La Bible a recueilli des pages affreuses parmi de nombreux récits absolument sublimes. Des pages affreuses où on tue, on extermine. Même les enfants innocents ne sont pas épargnés. Bien souvent, à cause de gens qui ont un comportement différent. Des Juifs qui dévient de la foi commune. Des païens qui ne sont pas de la bonne race. Des ennemis dont on veut s’accaparer le territoire.
Il est difficile de vivre avec des gens différents. Surtout quand nous considérons qu’ils trahissent ce que nous avons de plus cher. Nous sommes tentés de les exclure. Et nous pouvons le faire durement. Très durement même, si nous avons peur, si la différence ou la délinquance crée en nous de l’insécurité.

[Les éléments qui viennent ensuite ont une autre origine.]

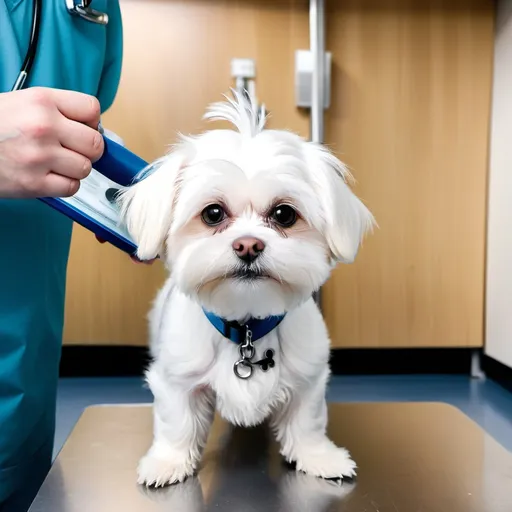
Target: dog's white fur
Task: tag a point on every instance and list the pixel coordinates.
(248, 170)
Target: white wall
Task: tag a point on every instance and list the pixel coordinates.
(499, 243)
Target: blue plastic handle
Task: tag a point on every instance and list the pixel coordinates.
(119, 164)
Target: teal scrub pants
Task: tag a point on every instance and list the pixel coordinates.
(35, 240)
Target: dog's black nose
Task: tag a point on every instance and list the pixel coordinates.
(248, 249)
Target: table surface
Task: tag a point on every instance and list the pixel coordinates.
(412, 457)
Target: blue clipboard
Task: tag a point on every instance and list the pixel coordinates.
(120, 166)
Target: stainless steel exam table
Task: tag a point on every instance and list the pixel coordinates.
(412, 457)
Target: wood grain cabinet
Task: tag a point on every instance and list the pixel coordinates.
(409, 114)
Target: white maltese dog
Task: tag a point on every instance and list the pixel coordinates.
(249, 223)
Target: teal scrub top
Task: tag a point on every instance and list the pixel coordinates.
(34, 239)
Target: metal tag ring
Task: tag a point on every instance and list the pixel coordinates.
(247, 364)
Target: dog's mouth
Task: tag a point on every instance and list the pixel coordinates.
(249, 273)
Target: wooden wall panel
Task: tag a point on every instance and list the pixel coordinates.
(410, 116)
(176, 61)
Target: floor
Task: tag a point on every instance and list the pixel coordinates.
(484, 401)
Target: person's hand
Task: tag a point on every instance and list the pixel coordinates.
(133, 258)
(48, 142)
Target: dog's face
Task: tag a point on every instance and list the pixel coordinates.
(249, 222)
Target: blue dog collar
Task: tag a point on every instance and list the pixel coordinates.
(237, 332)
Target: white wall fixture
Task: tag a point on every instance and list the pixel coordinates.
(244, 73)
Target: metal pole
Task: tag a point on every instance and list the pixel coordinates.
(317, 44)
(317, 47)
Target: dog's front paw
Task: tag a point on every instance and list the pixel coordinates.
(325, 460)
(159, 471)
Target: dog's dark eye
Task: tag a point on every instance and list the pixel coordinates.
(213, 214)
(284, 215)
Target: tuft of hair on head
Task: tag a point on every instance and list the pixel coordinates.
(241, 111)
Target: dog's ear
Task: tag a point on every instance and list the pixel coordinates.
(147, 206)
(347, 219)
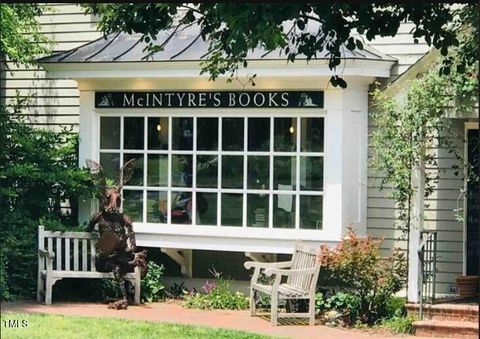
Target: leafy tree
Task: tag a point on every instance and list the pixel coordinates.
(293, 29)
(38, 172)
(21, 40)
(410, 129)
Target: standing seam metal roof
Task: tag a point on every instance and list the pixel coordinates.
(179, 45)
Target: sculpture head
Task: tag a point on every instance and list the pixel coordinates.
(110, 194)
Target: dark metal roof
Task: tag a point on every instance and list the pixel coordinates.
(185, 45)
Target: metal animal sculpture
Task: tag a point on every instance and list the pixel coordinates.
(116, 245)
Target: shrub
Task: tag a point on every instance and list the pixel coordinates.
(347, 305)
(399, 324)
(38, 172)
(152, 287)
(217, 296)
(176, 291)
(355, 265)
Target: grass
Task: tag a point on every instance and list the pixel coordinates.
(57, 326)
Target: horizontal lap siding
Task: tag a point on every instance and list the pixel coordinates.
(54, 103)
(439, 213)
(402, 47)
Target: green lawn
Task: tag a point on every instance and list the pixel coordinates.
(66, 327)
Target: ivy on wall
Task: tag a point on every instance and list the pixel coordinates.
(410, 129)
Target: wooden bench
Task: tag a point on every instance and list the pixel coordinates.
(302, 275)
(70, 255)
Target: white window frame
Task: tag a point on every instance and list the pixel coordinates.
(243, 231)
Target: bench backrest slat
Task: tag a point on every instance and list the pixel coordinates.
(75, 254)
(84, 254)
(67, 254)
(304, 258)
(59, 243)
(58, 254)
(92, 254)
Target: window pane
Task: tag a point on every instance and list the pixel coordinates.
(109, 133)
(207, 171)
(258, 172)
(157, 207)
(137, 177)
(111, 165)
(182, 134)
(311, 173)
(232, 209)
(182, 170)
(284, 173)
(181, 208)
(232, 171)
(206, 208)
(311, 212)
(157, 171)
(232, 134)
(158, 133)
(312, 134)
(207, 134)
(258, 134)
(284, 211)
(285, 134)
(133, 204)
(133, 133)
(257, 210)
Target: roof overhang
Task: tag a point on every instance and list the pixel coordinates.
(187, 69)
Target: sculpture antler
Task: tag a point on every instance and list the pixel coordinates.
(126, 172)
(97, 170)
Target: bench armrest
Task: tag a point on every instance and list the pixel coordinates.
(47, 254)
(256, 264)
(281, 272)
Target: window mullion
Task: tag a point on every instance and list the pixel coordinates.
(245, 150)
(194, 173)
(297, 195)
(122, 130)
(145, 165)
(219, 174)
(270, 178)
(169, 172)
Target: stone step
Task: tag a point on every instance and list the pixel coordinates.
(454, 312)
(446, 329)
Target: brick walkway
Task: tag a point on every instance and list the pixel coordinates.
(175, 313)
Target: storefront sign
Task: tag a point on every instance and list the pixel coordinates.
(215, 99)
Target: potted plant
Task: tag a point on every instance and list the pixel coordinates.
(467, 285)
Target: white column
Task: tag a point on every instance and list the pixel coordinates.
(88, 145)
(416, 227)
(333, 167)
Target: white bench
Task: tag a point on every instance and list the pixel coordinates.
(302, 275)
(70, 255)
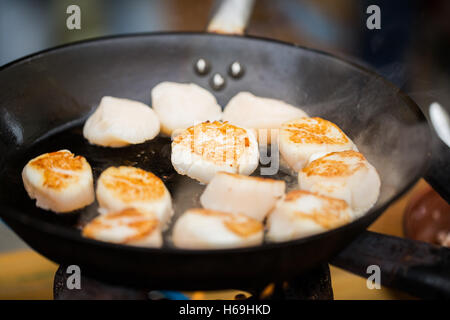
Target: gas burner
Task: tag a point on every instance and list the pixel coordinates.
(312, 285)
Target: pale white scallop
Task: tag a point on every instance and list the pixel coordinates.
(203, 150)
(120, 122)
(305, 139)
(59, 181)
(180, 105)
(261, 114)
(345, 175)
(124, 187)
(129, 226)
(303, 214)
(208, 229)
(254, 197)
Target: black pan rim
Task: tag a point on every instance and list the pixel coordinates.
(367, 219)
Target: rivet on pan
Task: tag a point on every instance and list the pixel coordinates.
(202, 67)
(236, 70)
(217, 82)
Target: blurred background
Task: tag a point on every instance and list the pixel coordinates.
(412, 49)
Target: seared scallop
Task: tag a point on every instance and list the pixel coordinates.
(59, 181)
(303, 213)
(206, 148)
(254, 197)
(123, 187)
(121, 122)
(305, 139)
(252, 112)
(345, 175)
(208, 229)
(181, 105)
(129, 226)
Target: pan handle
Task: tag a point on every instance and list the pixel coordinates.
(231, 17)
(438, 173)
(414, 267)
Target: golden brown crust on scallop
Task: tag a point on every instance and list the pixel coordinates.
(141, 224)
(327, 167)
(202, 139)
(59, 168)
(132, 184)
(314, 131)
(329, 216)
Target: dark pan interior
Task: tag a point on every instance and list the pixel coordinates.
(45, 98)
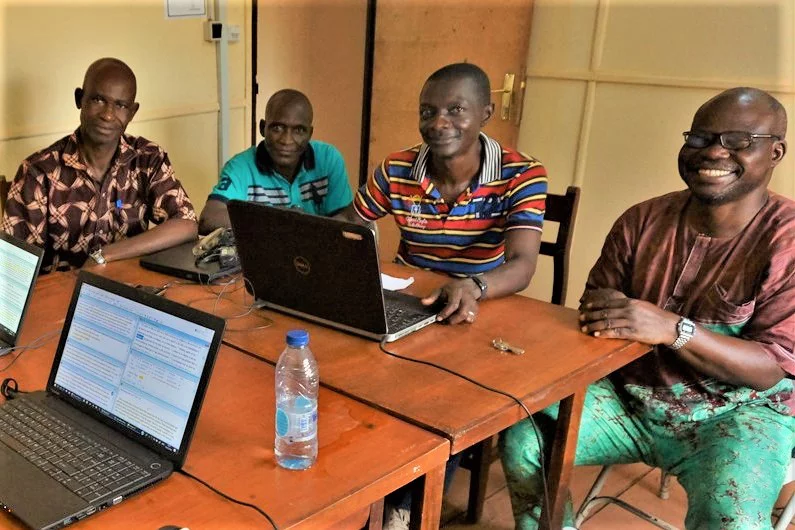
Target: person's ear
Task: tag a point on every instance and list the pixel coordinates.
(779, 150)
(488, 111)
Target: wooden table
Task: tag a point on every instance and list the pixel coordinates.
(559, 363)
(363, 453)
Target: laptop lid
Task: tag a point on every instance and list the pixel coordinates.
(323, 268)
(137, 362)
(19, 268)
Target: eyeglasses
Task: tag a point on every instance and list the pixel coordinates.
(732, 140)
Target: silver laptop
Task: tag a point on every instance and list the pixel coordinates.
(321, 269)
(19, 268)
(123, 397)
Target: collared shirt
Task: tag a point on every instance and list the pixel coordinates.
(321, 186)
(468, 236)
(741, 286)
(55, 204)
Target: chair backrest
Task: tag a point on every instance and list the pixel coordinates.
(5, 185)
(561, 209)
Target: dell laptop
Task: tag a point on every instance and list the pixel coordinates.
(19, 268)
(122, 400)
(321, 269)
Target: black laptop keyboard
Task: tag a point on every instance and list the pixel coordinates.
(84, 465)
(398, 317)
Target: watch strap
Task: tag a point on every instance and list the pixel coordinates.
(482, 285)
(686, 329)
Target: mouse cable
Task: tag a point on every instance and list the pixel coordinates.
(227, 497)
(547, 505)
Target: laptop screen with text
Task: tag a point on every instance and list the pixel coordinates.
(18, 270)
(136, 365)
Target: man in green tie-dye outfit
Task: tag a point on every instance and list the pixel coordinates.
(707, 276)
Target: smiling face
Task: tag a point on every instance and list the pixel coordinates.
(287, 129)
(106, 102)
(716, 175)
(451, 116)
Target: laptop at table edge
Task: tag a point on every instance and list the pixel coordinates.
(296, 231)
(9, 338)
(87, 417)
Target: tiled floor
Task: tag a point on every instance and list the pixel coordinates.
(497, 510)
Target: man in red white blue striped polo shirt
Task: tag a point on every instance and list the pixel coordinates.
(465, 205)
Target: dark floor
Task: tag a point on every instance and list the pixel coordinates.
(497, 510)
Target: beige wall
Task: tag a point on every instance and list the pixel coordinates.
(46, 46)
(613, 83)
(317, 47)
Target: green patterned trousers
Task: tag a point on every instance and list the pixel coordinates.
(731, 461)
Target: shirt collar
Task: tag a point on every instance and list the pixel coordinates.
(264, 162)
(71, 153)
(490, 167)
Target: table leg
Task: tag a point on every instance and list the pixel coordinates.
(426, 505)
(562, 461)
(376, 515)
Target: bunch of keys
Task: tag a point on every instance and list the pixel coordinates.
(501, 345)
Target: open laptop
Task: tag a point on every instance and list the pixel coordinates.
(19, 268)
(124, 393)
(321, 269)
(179, 261)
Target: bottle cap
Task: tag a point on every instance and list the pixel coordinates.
(297, 337)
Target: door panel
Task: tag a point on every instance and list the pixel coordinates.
(412, 40)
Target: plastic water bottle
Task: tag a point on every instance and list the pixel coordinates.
(296, 403)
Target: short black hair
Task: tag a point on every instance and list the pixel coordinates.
(288, 96)
(111, 64)
(747, 95)
(465, 71)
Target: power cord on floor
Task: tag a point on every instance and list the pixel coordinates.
(227, 497)
(547, 505)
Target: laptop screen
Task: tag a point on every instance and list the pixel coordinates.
(139, 366)
(18, 269)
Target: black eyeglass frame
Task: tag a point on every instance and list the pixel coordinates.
(751, 137)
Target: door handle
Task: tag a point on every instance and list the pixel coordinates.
(507, 95)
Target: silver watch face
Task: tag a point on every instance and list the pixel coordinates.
(686, 327)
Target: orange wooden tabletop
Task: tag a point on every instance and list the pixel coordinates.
(558, 358)
(363, 453)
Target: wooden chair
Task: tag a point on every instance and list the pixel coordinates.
(5, 185)
(561, 209)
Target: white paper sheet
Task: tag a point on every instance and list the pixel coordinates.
(390, 283)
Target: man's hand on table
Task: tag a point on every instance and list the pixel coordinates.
(608, 313)
(460, 298)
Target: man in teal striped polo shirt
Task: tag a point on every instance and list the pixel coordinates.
(286, 169)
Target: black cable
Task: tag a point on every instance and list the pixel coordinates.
(9, 388)
(32, 345)
(536, 430)
(227, 497)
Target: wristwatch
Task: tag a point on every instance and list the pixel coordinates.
(686, 329)
(482, 285)
(98, 257)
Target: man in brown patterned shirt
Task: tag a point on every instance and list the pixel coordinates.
(89, 197)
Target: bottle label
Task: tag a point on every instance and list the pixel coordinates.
(297, 426)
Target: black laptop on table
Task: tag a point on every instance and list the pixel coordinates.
(19, 268)
(123, 397)
(321, 269)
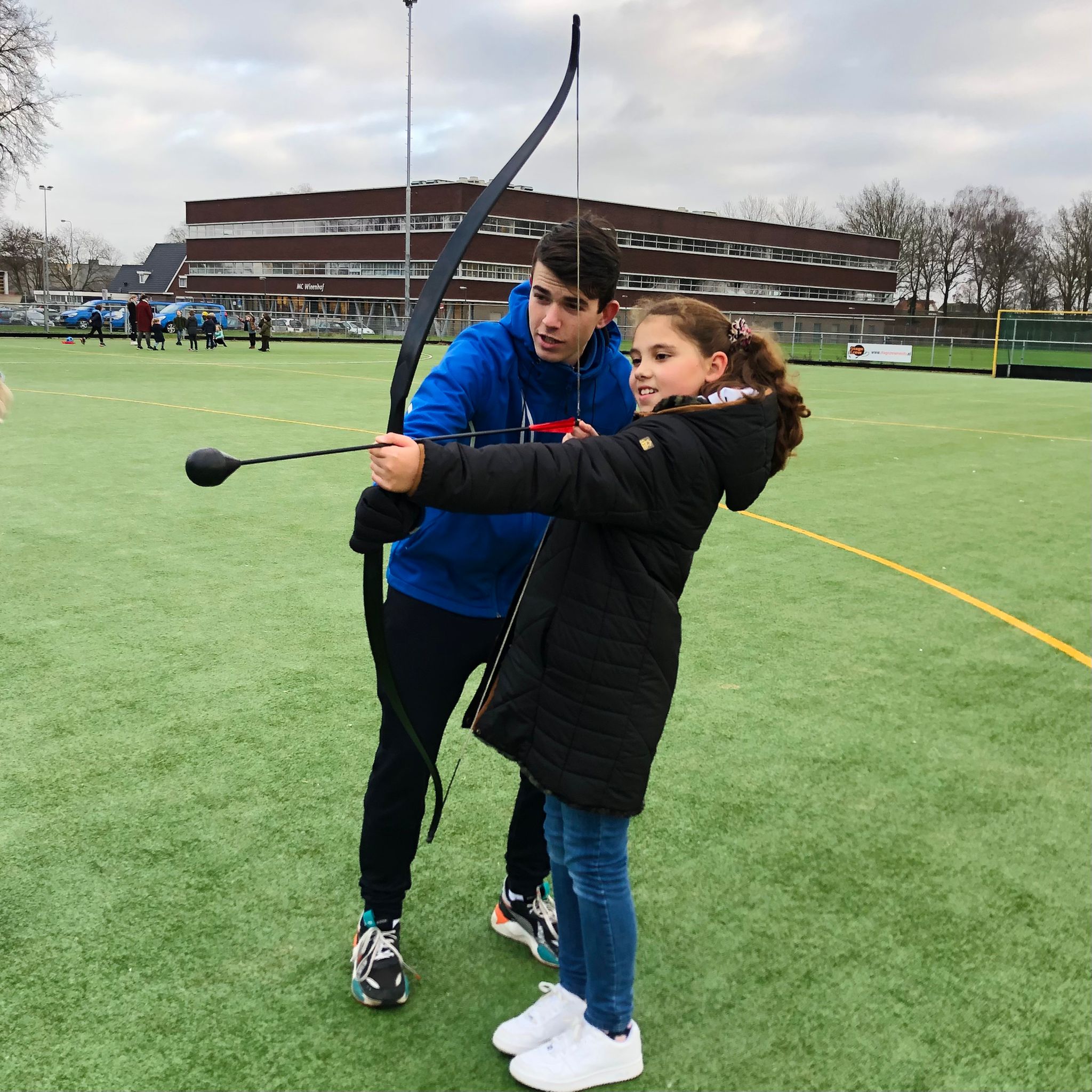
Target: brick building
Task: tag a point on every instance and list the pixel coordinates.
(342, 254)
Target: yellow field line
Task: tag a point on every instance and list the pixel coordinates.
(171, 405)
(285, 372)
(259, 367)
(1031, 630)
(953, 428)
(1019, 624)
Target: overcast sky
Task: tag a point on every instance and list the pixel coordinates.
(683, 102)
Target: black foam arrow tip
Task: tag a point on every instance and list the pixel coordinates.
(210, 467)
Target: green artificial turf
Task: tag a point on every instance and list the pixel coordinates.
(864, 862)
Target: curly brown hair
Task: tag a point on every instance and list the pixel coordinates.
(755, 360)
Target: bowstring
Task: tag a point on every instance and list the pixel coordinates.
(580, 299)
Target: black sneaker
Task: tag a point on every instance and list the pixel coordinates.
(379, 973)
(529, 922)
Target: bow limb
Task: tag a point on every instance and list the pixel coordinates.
(421, 323)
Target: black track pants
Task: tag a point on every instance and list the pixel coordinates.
(433, 654)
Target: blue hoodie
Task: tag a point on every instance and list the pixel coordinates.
(492, 378)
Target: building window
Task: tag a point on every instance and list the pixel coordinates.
(530, 230)
(509, 275)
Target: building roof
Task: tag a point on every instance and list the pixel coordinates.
(162, 267)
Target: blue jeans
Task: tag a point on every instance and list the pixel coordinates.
(596, 920)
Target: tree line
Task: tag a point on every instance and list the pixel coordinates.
(983, 249)
(79, 260)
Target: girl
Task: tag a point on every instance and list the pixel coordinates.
(581, 690)
(192, 329)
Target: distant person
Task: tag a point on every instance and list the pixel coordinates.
(192, 329)
(144, 323)
(97, 327)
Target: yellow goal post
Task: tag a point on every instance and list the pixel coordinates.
(1030, 338)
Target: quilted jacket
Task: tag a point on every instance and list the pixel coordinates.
(580, 692)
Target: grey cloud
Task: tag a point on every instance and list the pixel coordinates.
(683, 102)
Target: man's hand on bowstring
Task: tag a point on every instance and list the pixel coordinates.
(382, 518)
(580, 431)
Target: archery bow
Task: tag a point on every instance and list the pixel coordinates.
(428, 305)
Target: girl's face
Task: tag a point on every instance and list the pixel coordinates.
(665, 363)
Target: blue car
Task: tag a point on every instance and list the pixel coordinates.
(80, 317)
(166, 312)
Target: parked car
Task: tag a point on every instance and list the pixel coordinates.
(80, 316)
(325, 326)
(167, 311)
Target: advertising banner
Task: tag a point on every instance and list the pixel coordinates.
(889, 354)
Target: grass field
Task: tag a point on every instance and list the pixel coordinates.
(977, 357)
(864, 862)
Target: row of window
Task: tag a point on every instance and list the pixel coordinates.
(704, 286)
(531, 230)
(643, 240)
(495, 271)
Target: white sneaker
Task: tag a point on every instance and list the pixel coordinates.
(580, 1057)
(556, 1010)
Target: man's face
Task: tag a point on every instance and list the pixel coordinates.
(561, 320)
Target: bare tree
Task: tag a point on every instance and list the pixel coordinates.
(27, 103)
(917, 269)
(302, 188)
(886, 210)
(752, 208)
(89, 267)
(1003, 234)
(21, 255)
(948, 239)
(1035, 290)
(1070, 254)
(799, 211)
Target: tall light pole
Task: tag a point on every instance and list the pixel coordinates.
(70, 263)
(408, 5)
(45, 248)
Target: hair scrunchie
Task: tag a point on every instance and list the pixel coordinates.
(738, 332)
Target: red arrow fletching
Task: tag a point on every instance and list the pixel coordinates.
(555, 426)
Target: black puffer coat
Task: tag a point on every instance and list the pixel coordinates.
(584, 685)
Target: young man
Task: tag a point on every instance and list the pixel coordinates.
(144, 324)
(452, 580)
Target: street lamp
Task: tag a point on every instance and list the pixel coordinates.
(408, 4)
(45, 248)
(69, 262)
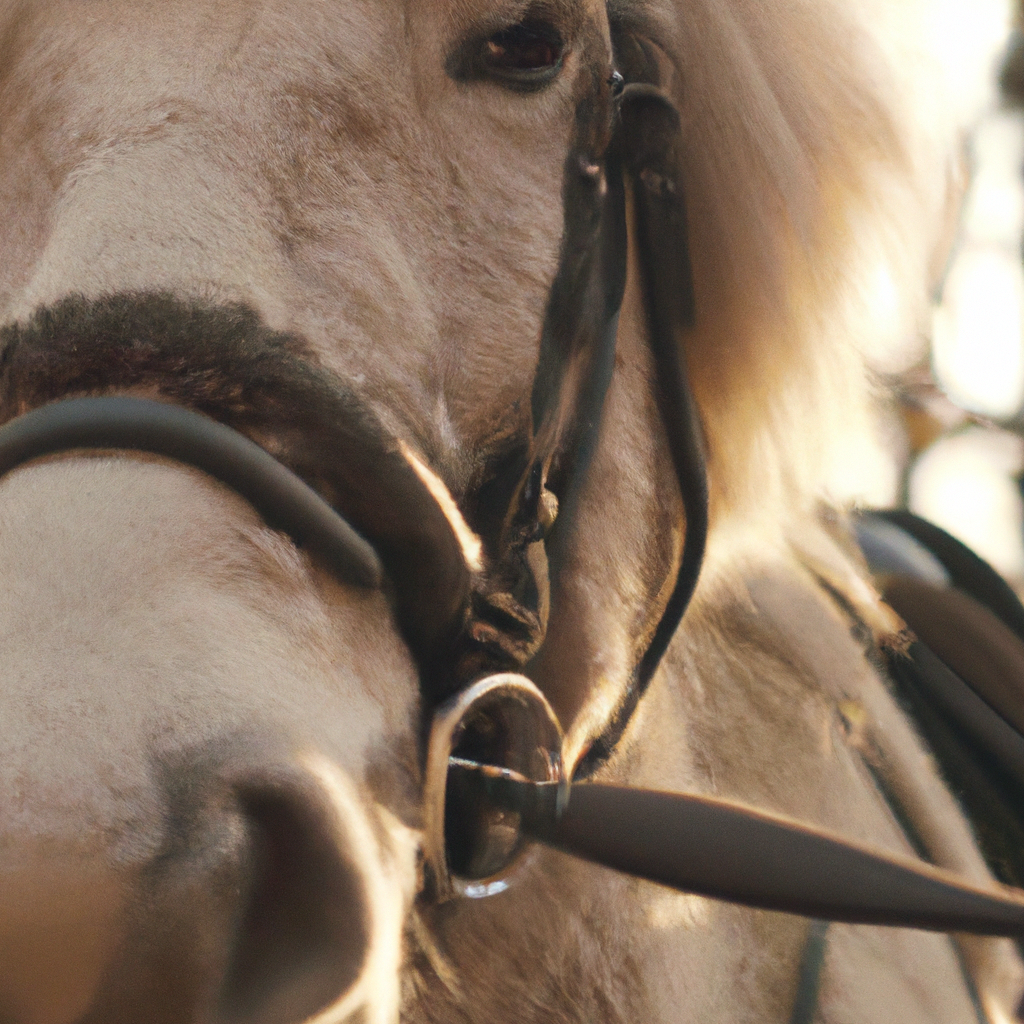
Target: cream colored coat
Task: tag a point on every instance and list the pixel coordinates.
(315, 161)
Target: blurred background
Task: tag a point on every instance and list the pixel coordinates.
(956, 422)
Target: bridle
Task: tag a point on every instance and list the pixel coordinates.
(484, 796)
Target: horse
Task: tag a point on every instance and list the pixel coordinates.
(388, 247)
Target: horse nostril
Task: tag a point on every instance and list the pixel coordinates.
(303, 926)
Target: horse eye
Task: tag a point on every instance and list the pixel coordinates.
(525, 55)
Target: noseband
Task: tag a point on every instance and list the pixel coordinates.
(697, 844)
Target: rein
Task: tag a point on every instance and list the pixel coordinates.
(480, 792)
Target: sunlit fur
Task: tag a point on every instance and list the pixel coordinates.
(318, 163)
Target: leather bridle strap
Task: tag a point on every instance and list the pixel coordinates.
(286, 502)
(726, 850)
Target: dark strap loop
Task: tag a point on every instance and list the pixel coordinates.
(286, 502)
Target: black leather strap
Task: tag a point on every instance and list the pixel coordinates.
(286, 502)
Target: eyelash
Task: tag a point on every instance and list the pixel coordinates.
(525, 56)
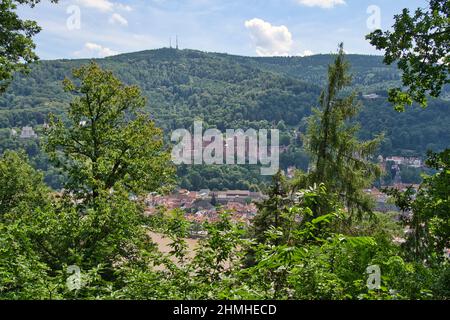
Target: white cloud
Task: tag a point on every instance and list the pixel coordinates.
(326, 4)
(95, 50)
(269, 40)
(124, 7)
(306, 53)
(102, 5)
(117, 18)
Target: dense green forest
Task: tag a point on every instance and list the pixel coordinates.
(103, 130)
(228, 91)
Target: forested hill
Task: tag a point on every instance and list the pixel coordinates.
(232, 91)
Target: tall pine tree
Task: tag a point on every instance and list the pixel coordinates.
(340, 160)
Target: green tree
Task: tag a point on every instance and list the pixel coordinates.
(108, 141)
(420, 42)
(16, 44)
(428, 211)
(270, 211)
(341, 161)
(21, 187)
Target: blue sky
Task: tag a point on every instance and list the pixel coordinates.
(97, 28)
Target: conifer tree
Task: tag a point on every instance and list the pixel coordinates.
(340, 160)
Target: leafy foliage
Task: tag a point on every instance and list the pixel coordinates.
(420, 42)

Aujourd’hui, comme au temps des prophètes et des rois bibliques, on tue encore les gens différents. La planète a ses points chaudes, ses volcans de haine. Ai-je besoin de citer des pays, des régions du monde pour vous convaincre? Ai-je besoin de nommer des races, des continents, des groupes religieux que nous pointons du doigt? Nous sommes durs et nous excluons facilement. Nous brandissons l’excommunication.
Le Christ choisit la voie du dialogue. Quand il s’agit d’un disciple, Jésus propose une démarche très concrète (Cf. Matthieu 18, 15-18). D’abord, parler au frère ou à la soeur qui dévie, seul à seul. Pour essayer de voir clair et chercher ensemble la vérité. Et si cela ne suffit pas, appeler à la rescousse deux ou trois autres personnes. Et s’il le faut, demander à toute l’Église d’entrer dans la conversation, dans le dialogue. Et si le délinquant ou la délinquante refuse encore, considère-le comme un païen ou un publicain, dit Jésus (18, 17).
Cela ne veut pas dire: Mets-le à la porte! Cela veut dire: Repars à zéro. Recommence l’évangélisation de cette personne comme si tu te trouvais en face d’un païen. Agis avec lui ou avec elle comme si c’était Zachée, invite-toi à souper. Mange avec le pécheur, annonce-lui Jésus Christ, comme si c’était la première fois. Parle-lui de la miséricorde de Dieu qui s’est manifestée en Jésus. Parle-lui de la bonne nouvelle de la résurrection qui ouvre une infinie possibilité de victoires sur la mort. Délie-le sur la terre pour qu’il soit délié dans le ciel. Réunis-le à toi et aux autres rassemblés au nom de Jésus Christ, pour que Jésus Christ soit là, au milieu de vous.
Ce long processus à entreprendre avec le frère ou la soeur qui s’écarte du droit chemin ne nous suggère-t-il pas une attitude semblable quand il s’agit des autres, de ceux et celles qui ne partagent pas notre foi, ou notre culture, ou notre civilisation? N’est-il pas préférable de choisir la voie du dialogue? Toujours? Ou presque? Aujourd’hui, l’arsenal militaire est à ce point raffiné (sadique serait le terme plus juste!) que la guerre peut rarement être classée parmi les cas de légitime défense. Elle conduit à l’escalade de la violence et aux pires atrocités. Tout le monde y perd. Personne ne gagne vraiment.
Tous les efforts que nous mettons à inventer des armes seraient mieux utilisés à créer d’autres chemins pour résoudre nos conflits. Faut se parler! On y gagne toujours à faire appel au meilleur de la personne, à ce qu’elle porte de profondément humain. Dans le coeur, même le coeur le plus méchant, existe une zone de bonté. Les carapaces les plus récalcitrantes cachent un minimum de tendresse. Chercher la faiblesse qui fait craquer les murs, voilà l’arme qui dissuade, qui change le regard, qui rapproche et réconcilie. La planète est trop petite pour la réduire à un champ de bataille.
La paix je ne l’impose point. Je fonde mon ennemi et sa rancune si je me borne à le soumettre. Il n’est grand que de convertir et convertir c’est recevoir. C’est offrir à chacun, pour qu’il s’y sente à l’aise, un vêtement à sa mesure. Et le même vêtement pour tous. Car toute contradiction n’est qu’absence de génie. (Antoine de St-Exupéry, Citadelle, Paris, Gallimard, 1948, p. 90.)